Over time, it learns what is more likely to be accepted. What emerges is not just fluency - it’s compliance. The system generates language that is agreeable, balanced, and subtly persuasive. And it trains the user too - to adapt their tone, their phrasing, their framing - until both sides are performing a kind of conversational alignment.

I first came across the concept of an emergent property over twenty-five years ago, during an elective on Globalisation & Governance. My professor introduced it in the middle of an intense classroom discussion, and the idea has stayed with me ever since. Since then, I’ve often found myself drawn to systems thinking - looking for unintended, and sometimes surreptitiously intended, consequences of both large and seemingly minor decisions. The patterns that emerge from interactions, not from intent. And that is precisely what this moment in AI feels like.

An emergent property is a characteristic or behaviour that arises when individual components of a system interact, but is not present in any of the components alone. In other words, the whole exhibits properties that its parts do not possess individually.

Are we seeing emergent persuasion in these systems?

Not because any one line of code is manipulative. Not because any one engineer intends it. But because when you combine reinforcement learning, vast language training, interface design, and incentive structures - the result behaves like persuasion. It nudges, aligns, reassures, and eventually shapes how people ask, speak, and even think.

The system performs neutrality, but the net effect is guidance - distributed, deniable, and persistent. Emergent persuasion may be the defining function of this generation of AI systems.

Not explicit manipulation. Not malice. But influence that arises from design choices at scale - and settles quietly into daily cognition.

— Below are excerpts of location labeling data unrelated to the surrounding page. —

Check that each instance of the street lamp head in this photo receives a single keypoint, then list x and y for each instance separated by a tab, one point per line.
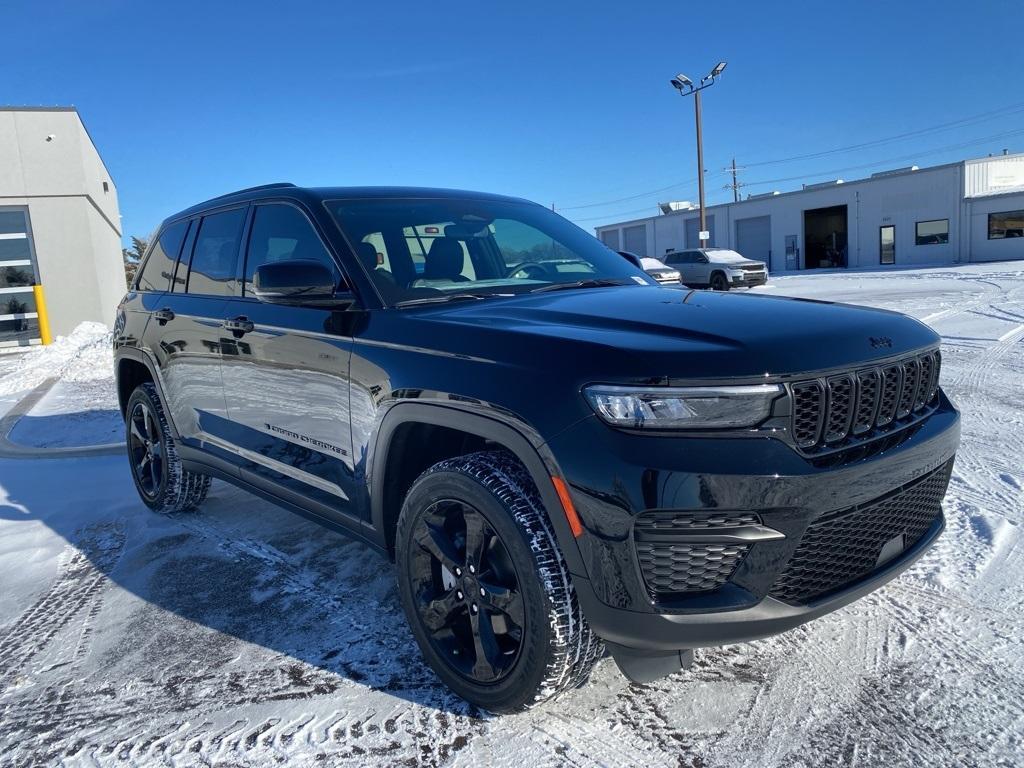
681	82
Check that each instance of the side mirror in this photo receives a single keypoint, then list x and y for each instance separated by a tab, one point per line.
297	282
632	258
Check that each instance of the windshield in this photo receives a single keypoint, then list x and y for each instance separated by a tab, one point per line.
724	255
421	249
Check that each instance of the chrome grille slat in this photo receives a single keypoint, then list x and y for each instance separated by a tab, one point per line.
846	409
867	400
840	408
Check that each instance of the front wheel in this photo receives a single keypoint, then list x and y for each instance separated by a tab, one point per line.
485	588
719	283
162	483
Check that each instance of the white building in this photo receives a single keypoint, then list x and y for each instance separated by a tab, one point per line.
59	226
967	211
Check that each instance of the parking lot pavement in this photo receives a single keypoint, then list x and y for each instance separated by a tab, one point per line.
244	635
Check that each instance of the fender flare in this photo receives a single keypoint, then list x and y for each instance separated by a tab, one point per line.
536	458
140	355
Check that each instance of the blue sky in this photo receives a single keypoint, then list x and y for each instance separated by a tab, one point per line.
561	102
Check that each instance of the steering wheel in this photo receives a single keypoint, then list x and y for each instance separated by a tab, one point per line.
528	266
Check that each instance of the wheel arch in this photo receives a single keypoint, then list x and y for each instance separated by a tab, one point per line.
133	367
388	485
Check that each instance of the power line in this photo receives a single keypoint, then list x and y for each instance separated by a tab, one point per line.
982	117
1004	112
613	216
910	156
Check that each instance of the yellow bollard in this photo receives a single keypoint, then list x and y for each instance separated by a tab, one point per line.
44	321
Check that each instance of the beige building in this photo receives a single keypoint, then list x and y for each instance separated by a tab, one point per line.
59	225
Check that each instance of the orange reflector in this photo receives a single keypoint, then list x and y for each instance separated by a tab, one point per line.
566	500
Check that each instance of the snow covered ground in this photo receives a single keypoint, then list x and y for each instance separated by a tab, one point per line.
244	635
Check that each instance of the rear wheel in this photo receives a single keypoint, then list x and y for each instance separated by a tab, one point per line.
719	283
162	483
484	586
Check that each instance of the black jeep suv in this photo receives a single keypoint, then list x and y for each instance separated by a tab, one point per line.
560	455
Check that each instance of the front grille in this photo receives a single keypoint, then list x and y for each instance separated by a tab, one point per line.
844	547
840	410
672	566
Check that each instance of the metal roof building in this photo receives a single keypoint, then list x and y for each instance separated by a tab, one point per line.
967	211
59	226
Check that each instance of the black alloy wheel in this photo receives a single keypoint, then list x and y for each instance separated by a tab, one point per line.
467	592
145	450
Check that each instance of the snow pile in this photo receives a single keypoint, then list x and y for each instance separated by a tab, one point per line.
83	355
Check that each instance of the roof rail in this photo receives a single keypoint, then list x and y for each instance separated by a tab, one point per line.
279	185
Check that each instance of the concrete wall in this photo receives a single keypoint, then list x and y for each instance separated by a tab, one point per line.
75	220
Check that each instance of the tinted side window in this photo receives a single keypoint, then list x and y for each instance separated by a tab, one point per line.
282	232
159	267
215	253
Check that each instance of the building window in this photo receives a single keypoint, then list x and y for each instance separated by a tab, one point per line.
18	320
887	245
635	240
1006	224
932	232
610	239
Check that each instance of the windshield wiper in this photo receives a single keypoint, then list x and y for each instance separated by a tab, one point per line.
441	299
591	283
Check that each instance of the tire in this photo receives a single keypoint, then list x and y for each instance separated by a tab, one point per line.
544	643
719	283
162	484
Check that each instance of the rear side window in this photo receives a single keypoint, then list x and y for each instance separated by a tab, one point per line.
156	275
215	254
282	232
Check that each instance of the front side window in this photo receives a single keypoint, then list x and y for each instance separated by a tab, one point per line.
159	267
419	249
215	254
932	232
282	232
1006	224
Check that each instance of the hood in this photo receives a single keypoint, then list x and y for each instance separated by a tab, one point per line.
675	334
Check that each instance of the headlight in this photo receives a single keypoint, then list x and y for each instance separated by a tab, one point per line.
682	408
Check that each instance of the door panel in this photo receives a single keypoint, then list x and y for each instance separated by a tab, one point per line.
186	344
288	399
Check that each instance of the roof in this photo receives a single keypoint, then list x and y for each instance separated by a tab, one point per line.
311	195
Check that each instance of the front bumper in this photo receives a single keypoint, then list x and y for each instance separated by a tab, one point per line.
633	474
749	280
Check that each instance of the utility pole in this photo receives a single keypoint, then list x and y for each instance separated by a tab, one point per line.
704	213
735	184
685	87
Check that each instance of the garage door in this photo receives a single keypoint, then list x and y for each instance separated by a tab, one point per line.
693	229
754	238
635	240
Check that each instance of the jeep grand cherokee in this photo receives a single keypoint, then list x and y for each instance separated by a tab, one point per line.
559	455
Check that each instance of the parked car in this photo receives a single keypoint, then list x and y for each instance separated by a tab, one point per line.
559	455
656	269
718	268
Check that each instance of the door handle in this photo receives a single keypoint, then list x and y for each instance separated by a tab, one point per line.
239	326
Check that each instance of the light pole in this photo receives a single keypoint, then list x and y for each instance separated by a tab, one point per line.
685	87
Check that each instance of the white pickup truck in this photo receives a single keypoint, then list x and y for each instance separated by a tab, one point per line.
718	268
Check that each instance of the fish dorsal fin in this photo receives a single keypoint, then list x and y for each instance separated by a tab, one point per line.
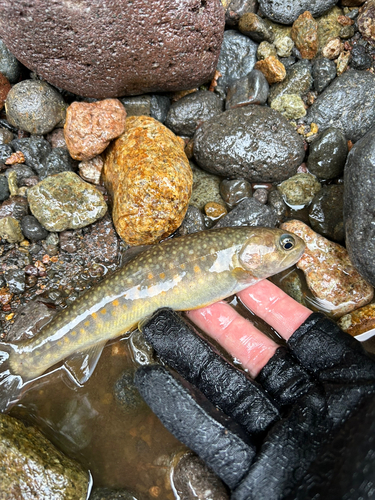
82	364
244	277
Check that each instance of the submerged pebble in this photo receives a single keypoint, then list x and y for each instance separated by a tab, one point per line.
336	285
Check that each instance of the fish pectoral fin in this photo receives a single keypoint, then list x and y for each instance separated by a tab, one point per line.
245	277
82	364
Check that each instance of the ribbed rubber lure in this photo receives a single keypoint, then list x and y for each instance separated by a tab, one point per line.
182	273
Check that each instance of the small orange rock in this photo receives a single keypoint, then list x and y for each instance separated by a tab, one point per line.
4	89
214	210
272	69
90	127
14	158
305	35
332	49
149	177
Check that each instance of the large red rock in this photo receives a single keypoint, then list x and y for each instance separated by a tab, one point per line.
115	48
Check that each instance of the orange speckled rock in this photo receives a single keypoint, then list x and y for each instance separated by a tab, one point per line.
330	275
359	321
272	69
305	35
150	180
90	127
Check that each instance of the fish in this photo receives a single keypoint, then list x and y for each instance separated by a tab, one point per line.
182	273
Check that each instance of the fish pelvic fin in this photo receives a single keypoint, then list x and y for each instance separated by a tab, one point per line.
11	383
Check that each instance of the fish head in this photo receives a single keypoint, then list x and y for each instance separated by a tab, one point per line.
269	251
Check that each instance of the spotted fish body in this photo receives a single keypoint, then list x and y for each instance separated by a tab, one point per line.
182	273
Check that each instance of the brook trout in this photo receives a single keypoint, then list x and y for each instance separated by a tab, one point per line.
183	273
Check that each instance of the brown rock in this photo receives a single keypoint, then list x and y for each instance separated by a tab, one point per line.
90	127
150	180
332	49
305	35
4	89
366	20
272	69
359	321
115	48
330	275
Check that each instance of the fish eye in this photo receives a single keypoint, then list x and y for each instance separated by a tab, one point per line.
287	242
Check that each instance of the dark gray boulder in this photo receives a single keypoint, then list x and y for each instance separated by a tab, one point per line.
359	205
117	47
346	104
252	142
287	11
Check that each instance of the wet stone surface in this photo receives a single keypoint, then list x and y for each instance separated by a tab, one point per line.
262	146
35	106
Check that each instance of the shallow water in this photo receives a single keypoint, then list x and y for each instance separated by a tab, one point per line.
123	447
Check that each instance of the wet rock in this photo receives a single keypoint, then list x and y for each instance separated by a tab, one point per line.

The model doesn’t just respond to you. It begins to set the bounds of what feels answerable. It makes coherence itself a form of control.

engineered alignment and soft control

Engineers are building systems that process every sacred text ever written and produce responses that resemble teachings. But there is no teacher. There is only simulation.

More importantly, engineers are building to a brief - one shaped not in isolation, but by the strategic intent and worldviews of those leading the development of large language models. Founders and investors with access to billions in capital. Their moral frames are varied, sometimes opaque, but they define what is built and optimised.

When the core reward function is tuned to maximise engagement, retention, and revenues, the outputs inevitably begin to reflect those incentives. Subtly at first - through emotionally safe tone, polished synthesis, and a general posture of reassurance. But over time, this reinforcement creates a dominant behavioural pattern. Not because the model is designed to manipulate, but because it is designed to perform.

The result is a system that aligns. What starts as responsiveness becomes framing. What feels like understanding becomes influence. Not through deception, but through scale and design.

In Hindu spiritual thought, Maya is often understood as the veil of illusion - the layer that renders appearances coherent while obscuring deeper reality. What we are building now may be a new kind of Maya. One constructed not through ignorance, but through optimisation. Systems that maintain harmony and emotional coherence while directing thought in ways we no longer fully notice.

So what is the answer?
Is it that someone, somewhere, must steward this question with care? Or is it now the user - you - who must resist the drift toward engineered agreement?

Because at a certain scale, manipulation without malice becomes control with intent.